Right in the middle of the run of “Elevator,” Mad Men ended its half-season with an openly fantastical moment: A song-and-dance number featuring a dead character who had never once sung nor danced. This sequence was greeted with a variety of critical appraisals, ranging from “That was a nice and completely incongruous moment” to “Does this mean Don has a brain tumor?” to “THAT WAS AWESOME I DON’T GET IT.” Television in general has gotten much better, but sometimes I feel a little bit like TV viewing culture has gotten a bit less daring, a bit less willing to indulge creators flights of fancy. (Can you imagine Breaking Bad or House of Cards or Game of Thrones or The Walking Dead doing a half-episode dream sequence? The Sopranos did it ten years ago.)

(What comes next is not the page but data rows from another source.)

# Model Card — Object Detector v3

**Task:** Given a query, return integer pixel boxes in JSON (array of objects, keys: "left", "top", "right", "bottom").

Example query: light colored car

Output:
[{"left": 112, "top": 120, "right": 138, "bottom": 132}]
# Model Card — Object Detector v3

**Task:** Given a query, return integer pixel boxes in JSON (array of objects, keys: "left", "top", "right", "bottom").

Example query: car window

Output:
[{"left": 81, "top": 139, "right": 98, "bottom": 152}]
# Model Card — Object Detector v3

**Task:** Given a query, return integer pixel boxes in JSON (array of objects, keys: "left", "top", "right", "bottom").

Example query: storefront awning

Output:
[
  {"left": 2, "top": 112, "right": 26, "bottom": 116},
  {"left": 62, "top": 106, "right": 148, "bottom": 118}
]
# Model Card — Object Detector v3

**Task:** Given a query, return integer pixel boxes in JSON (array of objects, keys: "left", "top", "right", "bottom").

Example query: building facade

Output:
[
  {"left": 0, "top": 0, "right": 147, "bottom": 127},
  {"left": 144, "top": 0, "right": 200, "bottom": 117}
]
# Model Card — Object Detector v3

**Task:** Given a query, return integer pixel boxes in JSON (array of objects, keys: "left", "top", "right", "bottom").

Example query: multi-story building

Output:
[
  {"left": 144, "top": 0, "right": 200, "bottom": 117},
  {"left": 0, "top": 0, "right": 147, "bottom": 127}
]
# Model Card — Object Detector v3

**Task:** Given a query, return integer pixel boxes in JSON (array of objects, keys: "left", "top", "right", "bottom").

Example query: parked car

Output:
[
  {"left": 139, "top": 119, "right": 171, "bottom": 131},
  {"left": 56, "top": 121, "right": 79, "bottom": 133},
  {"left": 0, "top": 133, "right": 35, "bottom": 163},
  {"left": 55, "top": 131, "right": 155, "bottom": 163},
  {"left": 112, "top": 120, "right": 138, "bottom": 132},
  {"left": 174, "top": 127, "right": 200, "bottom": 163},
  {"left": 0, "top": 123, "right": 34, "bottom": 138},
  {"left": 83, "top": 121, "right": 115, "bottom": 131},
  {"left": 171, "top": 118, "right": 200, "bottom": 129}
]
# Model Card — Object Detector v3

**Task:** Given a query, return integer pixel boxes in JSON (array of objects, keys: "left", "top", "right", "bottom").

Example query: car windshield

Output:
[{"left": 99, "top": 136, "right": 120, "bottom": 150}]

“Elevator” is a striking counterargument, a demonstration of what happens when a very creative creator goes on a very fanciful flight of fancy. The shape of the rest of Louie‘s season could get even more daring: Last night also featured an episode called “Pamela Part 1” that was kind of an epilogue to “Elevator” and kind of an in-universe retcon-ification of “Elevator”; there are two more parts of “Pamela,” but those will only air after another multi-part episode called “In the Woods,” which will run next week for 90 minutes with commercials. In a weird way, Louie is sort of swimming both with and against the current of the Binge Era, releasing longer stories and shorter stories, building up its internal continuity and then tearing it down again. Which is why it’s not easy to define Louie, although you could start with “brilliant.”